Posted in Kids, pictures, Statistics, Travel, University life with tags , , , , , , on January 10, 2017 by xi'an

[Here is a call for a two-year postdoc in Oxford sent to me by Arnaud Doucet. For those worried about moving to Britain, I think that, given the current pace—or lack thereof—of the negotiations with the EU, it is very likely that Britain will not have Brexited two years from now.]

Numerous medical problems ranging from screening to diagnosis to treatment of chronic diseases to  management of care in hospitals requires the development of novel statistical models and methods. These models and methods need to address the unique characteristics of medical data such as sampling bias, heterogeneity, non-stationarity, informative censoring etc. Existing state-of-the-art machine learning and statistics techniques often fail to exploit those characteristics. Additionally, the focus needs to be on probabilistic models which are
interpretable by the clinicians so that the inference results can be integrated within the medical-decision making.

We have access to unique datasets for clinical deterioration of patients in the hospital, for cancer screening, and for treatment of chronic diseases. Preliminary work has been tested and implemented at UCLA Medical Center, resulting in significantly management care in this hospital.

The successful applicant will be expected to develop new probabilistic models and learning methods inspired by these applications. The focus will be primarily on methodological and theoretical developments, and involve collaborating with Oxford researchers in machine learning, computational statistics and medicine to bring these developments to practice.

The post-doctoral researcher will be jointly supervised by Prof. Mihaela van der Schaar and Prof. Arnaud Doucet. Both of them have a strong track-record in advising PhD students and post-doctoral researchers who subsequently became successful academics in statistics, engineering sciences, computer science and economics. The position is for 2 years.

empirical Bayes, reference priors, entropy & EM

Posted in Mountains, Statistics, Travel, University life with tags , , , , , , , , , , , on January 9, 2017 by xi'an

Klebanov and co-authors from Berlin arXived this paper a few weeks ago and it took me a quiet evening in Darjeeling to read it.
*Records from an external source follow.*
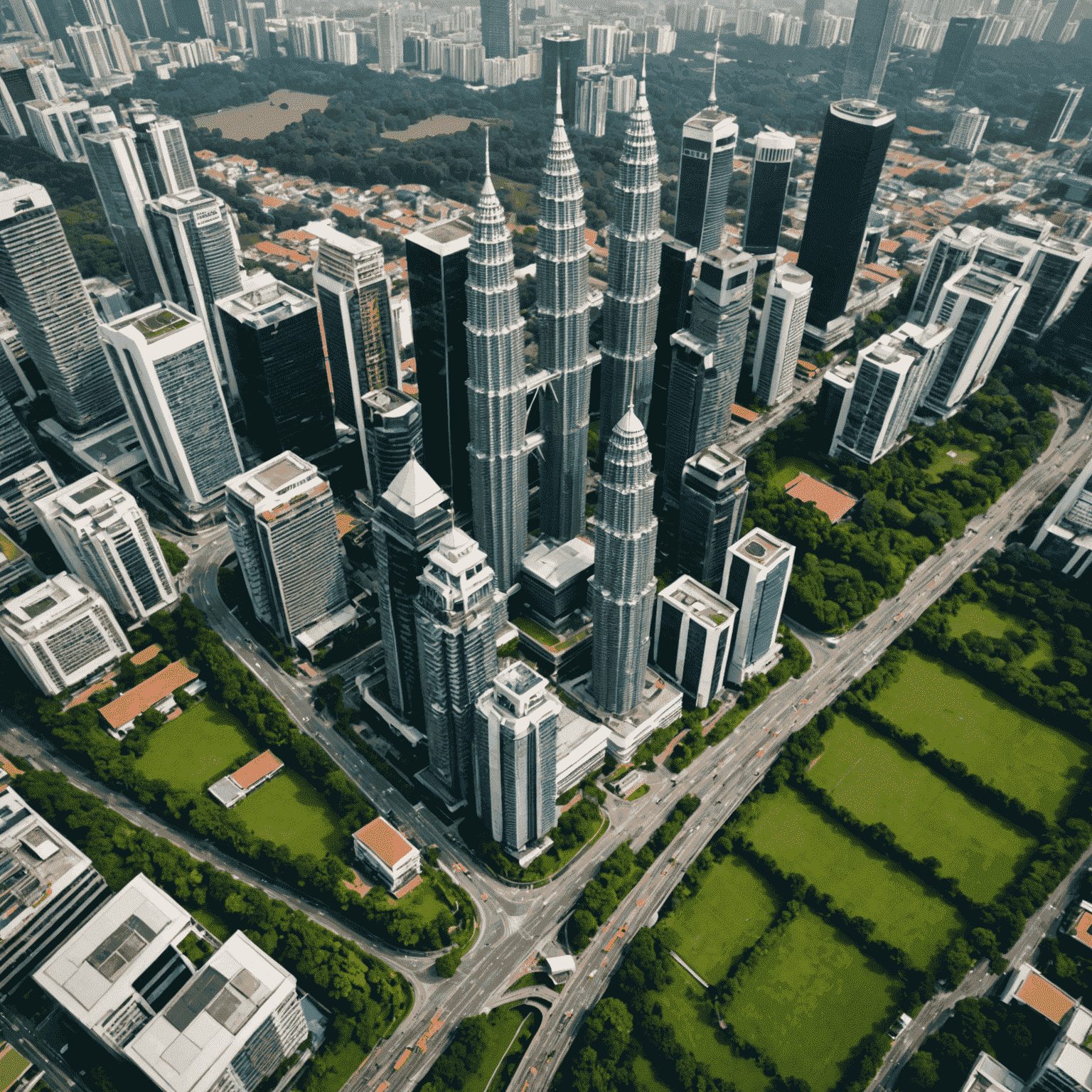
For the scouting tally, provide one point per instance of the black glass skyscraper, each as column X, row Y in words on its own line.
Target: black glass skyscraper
column 436, row 261
column 855, row 139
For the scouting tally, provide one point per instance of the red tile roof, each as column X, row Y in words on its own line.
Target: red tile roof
column 829, row 499
column 256, row 769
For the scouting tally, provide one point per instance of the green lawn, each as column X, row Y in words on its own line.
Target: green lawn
column 198, row 747
column 880, row 783
column 289, row 812
column 802, row 840
column 694, row 1019
column 731, row 911
column 1005, row 746
column 810, row 1000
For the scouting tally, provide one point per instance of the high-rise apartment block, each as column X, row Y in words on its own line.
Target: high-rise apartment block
column 562, row 287
column 436, row 261
column 163, row 362
column 690, row 642
column 894, row 374
column 271, row 333
column 126, row 980
column 515, row 724
column 60, row 631
column 756, row 580
column 458, row 609
column 781, row 331
column 712, row 501
column 50, row 889
column 199, row 254
column 102, row 533
column 621, row 594
column 855, row 139
column 354, row 296
column 874, row 26
column 409, row 521
column 766, row 197
column 42, row 287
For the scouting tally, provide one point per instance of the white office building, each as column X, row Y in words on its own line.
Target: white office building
column 756, row 580
column 124, row 979
column 892, row 375
column 60, row 631
column 103, row 534
column 780, row 333
column 690, row 638
column 162, row 358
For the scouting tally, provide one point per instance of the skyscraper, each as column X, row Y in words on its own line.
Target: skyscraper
column 354, row 295
column 633, row 293
column 676, row 277
column 515, row 724
column 500, row 24
column 562, row 284
column 496, row 393
column 392, row 435
column 756, row 579
column 271, row 332
column 855, row 139
column 458, row 607
column 623, row 592
column 722, row 297
column 103, row 534
column 45, row 295
column 436, row 261
column 281, row 515
column 411, row 518
column 122, row 191
column 60, row 631
column 766, row 197
column 874, row 26
column 709, row 148
column 199, row 254
column 165, row 368
column 712, row 501
column 981, row 306
column 892, row 375
column 780, row 333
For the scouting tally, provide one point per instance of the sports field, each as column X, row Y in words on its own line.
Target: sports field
column 880, row 783
column 731, row 911
column 809, row 1002
column 862, row 882
column 193, row 749
column 694, row 1019
column 1005, row 746
column 289, row 812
It starts with the premises that led Robbins to introduce empirical Bayes in 1956 (although the paper does not appear in the references), where repeated experiments with different parameters are run. Except that it turns non-parametric in estimating the prior. And to avoid resorting to the non-parametric MLE, which is the empirical distribution, it adds a smoothness penalty function to the picture. (Warning: I am not a big fan of non-parametric MLE!) The idea seems to have been Good’s, who acknowledged using the entropy as penalty is missing in terms of reparameterisation invariance. Hence the authors suggest instead to use as penalty function on the prior a joint relative entropy on both the parameter and the prior, which amounts to the average of the Kullback-Leibler divergence between the sampling distribution and the predictive based on the prior. Which is then independent of the parameterisation. And of the dominating measure. This is the only tangible connection with reference priors found in the paper.
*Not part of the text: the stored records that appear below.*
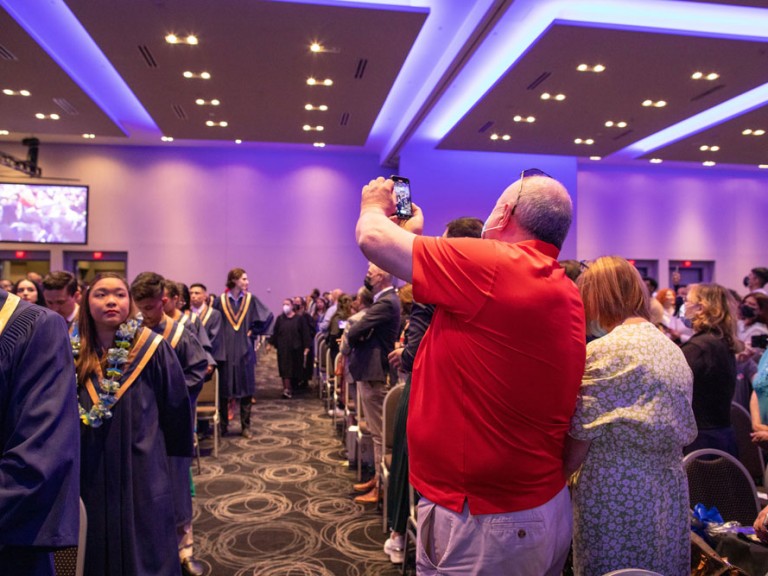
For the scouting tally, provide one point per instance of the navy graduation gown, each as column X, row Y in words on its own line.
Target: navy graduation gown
column 237, row 378
column 125, row 477
column 39, row 447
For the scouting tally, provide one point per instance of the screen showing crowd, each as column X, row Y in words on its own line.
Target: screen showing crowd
column 43, row 213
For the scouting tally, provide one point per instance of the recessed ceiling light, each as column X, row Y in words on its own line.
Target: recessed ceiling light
column 190, row 39
column 316, row 82
column 587, row 68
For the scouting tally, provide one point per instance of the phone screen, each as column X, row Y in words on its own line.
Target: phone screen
column 404, row 209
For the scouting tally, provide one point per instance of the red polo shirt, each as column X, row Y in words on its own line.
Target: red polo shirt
column 496, row 376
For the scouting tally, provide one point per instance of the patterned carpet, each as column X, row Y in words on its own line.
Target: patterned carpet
column 280, row 503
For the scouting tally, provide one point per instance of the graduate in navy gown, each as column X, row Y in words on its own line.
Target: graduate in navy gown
column 245, row 318
column 150, row 296
column 135, row 411
column 39, row 439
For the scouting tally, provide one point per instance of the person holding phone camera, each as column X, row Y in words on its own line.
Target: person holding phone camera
column 495, row 380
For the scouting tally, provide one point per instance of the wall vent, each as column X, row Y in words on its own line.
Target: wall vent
column 6, row 54
column 707, row 92
column 147, row 55
column 535, row 84
column 485, row 126
column 66, row 106
column 361, row 64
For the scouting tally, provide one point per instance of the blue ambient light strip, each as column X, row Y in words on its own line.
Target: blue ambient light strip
column 527, row 20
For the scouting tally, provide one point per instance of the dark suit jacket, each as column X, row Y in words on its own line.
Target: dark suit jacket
column 373, row 337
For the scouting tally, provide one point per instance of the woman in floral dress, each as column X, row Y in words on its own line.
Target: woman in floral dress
column 632, row 419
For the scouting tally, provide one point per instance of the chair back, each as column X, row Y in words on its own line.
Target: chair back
column 716, row 478
column 209, row 395
column 391, row 400
column 750, row 454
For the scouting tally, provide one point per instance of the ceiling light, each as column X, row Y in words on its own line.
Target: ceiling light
column 316, row 82
column 201, row 75
column 173, row 39
column 587, row 68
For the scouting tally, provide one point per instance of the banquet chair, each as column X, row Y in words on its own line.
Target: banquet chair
column 208, row 409
column 750, row 454
column 71, row 561
column 716, row 478
column 389, row 410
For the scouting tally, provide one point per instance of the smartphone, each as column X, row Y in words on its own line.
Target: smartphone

The authors then introduce a non-parametric EM algorithm, where the unknown prior becomes the “parameter” and the M step means optimising an entropy in terms of this prior. With an infinite amount of data, the true prior (meaning the overall distribution of the genuine parameters in this repeated experiment framework) is a fixed point of the algorithm. However, it seems that the only way it can be implemented is via discretisation of the parameter space, which opens a whole Pandora box of issues, from discretisation size to dimensionality problems. And to motivating the approach by regularisation arguments, since the final product remains an atomic distribution.

While the alternative of estimating the marginal density of the data by kernels and then aiming at the closest entropy prior is discussed, I find it surprising that the paper does not consider the rather natural of setting a prior on the prior, e.g. via Dirichlet processes.